Когда она перед уходом поцеловала сыновей, они явно не верили своему счастью.

В тот день мальчишки остались с ней дома, потому что Пол накануне изрядно напился – за долгое время это был его первый срыв. Утром проснулся с похмелья, просто никакой, но хотя бы нашел в себе силы набрать ее номер и предупредить. Он не пытался уклониться от своего субботнего отцовского долга. Наоборот, Люси понимала, что он всегда ждет встречи с сыновьями, что они способны на пару дней облегчить его душевный разлад, придать форму и цель времени, которое в их отсутствие занимает одна лишь пустота. Ко всему прочему теперь он на себя зол: ведь эти выходные будут давить на него сокрушительной тяжестью, если, конечно, у него получится выйти из запоя, а если не получится, то его накроет разрушительной легкостью. Добро бы после срыва Пол сумел какое-то время продержаться – Люси постаралась бы себя убедить, что двое суток родительских обязанностей пойдут ему на пользу, но сейчас риск был слишком велик.
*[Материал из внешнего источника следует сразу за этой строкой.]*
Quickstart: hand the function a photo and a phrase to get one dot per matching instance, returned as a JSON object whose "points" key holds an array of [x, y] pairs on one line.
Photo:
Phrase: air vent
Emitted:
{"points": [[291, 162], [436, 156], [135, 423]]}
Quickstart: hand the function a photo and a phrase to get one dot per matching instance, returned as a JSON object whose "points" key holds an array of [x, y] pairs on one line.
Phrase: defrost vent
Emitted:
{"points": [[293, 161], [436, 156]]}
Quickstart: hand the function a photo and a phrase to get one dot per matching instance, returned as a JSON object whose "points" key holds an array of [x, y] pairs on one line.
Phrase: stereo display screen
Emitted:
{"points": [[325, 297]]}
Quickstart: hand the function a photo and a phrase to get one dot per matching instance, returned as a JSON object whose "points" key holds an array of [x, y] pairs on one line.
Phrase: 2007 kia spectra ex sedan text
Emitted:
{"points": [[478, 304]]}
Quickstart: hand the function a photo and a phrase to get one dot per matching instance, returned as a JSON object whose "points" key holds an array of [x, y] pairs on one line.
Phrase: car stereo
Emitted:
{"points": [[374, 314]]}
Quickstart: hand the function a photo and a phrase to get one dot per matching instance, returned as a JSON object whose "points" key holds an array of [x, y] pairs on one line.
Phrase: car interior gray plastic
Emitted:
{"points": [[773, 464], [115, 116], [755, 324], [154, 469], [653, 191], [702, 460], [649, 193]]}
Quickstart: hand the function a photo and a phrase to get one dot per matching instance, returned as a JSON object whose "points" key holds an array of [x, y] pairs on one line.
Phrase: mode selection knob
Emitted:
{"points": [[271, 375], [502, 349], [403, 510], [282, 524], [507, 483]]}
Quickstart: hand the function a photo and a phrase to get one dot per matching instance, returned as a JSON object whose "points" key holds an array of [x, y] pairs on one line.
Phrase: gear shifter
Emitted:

В других обстоятельствах она бы осталась дома, но сегодняшнего вечера ждала очень давно. Ее пригласила в гости подруга еще со студенческой скамьи, Фиона, со своим мужем Питом; окольными путями Фиона дала понять, что хочет познакомить Люси с недавно оформившим развод писателем, чье творчество той небезразлично.

Хотя сам он был на десять лет старше подруг, дети всех троих оказались, как выяснилось, ровесниками, и Фиона многозначительно добавила, что его бывшая жена довольно страшненькая. Когда-то она работала в издательстве, где печатался этот романист; там же завязалась их интрижка, которая, по выражению Фионы, была обречена с самого начала. А Люси просто хотелось легкого флирта. Она почти забыла, как это бывает.

Проза Майкла Марвуда отличалась трезвыми суждениями, ровным тоном и скромным листажом, хотя сам он в личном общении не показал себя ценителем краткости: Майкл Марвуд не умолкал ни на минуту, пока Люси к нему присматривалась, да еще у нее на глазах осушил два бокала вина. Его тягомотный рассказ о каком-то приеме на Даунинг-стрит дошел только до середины и состоял главным образом из перечисления громких имен – Люси не уловила ни текста, ни подтекста, и кстати: при ее появлении литератор бросил ей какое-то невнятное приветствие и даже не сделал паузу. Он нашел себе восторженную аудиторию (на ужин была приглашена еще одна пара, живущая по соседству: Марша и Клэр) и не собирался ею жертвовать в угоду кому бы то ни было. Даже когда Пит исчез в кухне и вернулся с горячим, Майкл и не подумал, что надо бы дать людям спокойно поесть.

За круглым обеденным столом он сидел по правую руку от Люси.

– Я на это надеялся, – заговорщически шепнул он, но все услышали, поскольку никто так и не посмел развязать язык.

– На что?

– На то, что нас посадят рядом.

– Не знаю, – сказала Люси, – вероятность была пятьдесят на пятьдесят.

– В компании из шестерых человек? Это уж надо быть совсем невезучим.

– Что ж. Наверно, я могла бы о себе сказать то же самое: меня ведь могли посадить с любой стороны от вас. А вы у нас один на всех.

Тут настала мимолетная заминка: оба прикидывали, верный ли взяли тон, однако разом отбросили все сомнения. Майкл повел плечами и рассмеялся, а Люси уже задалась другим вопросом: сможет ли она простить ему те нудные россказни?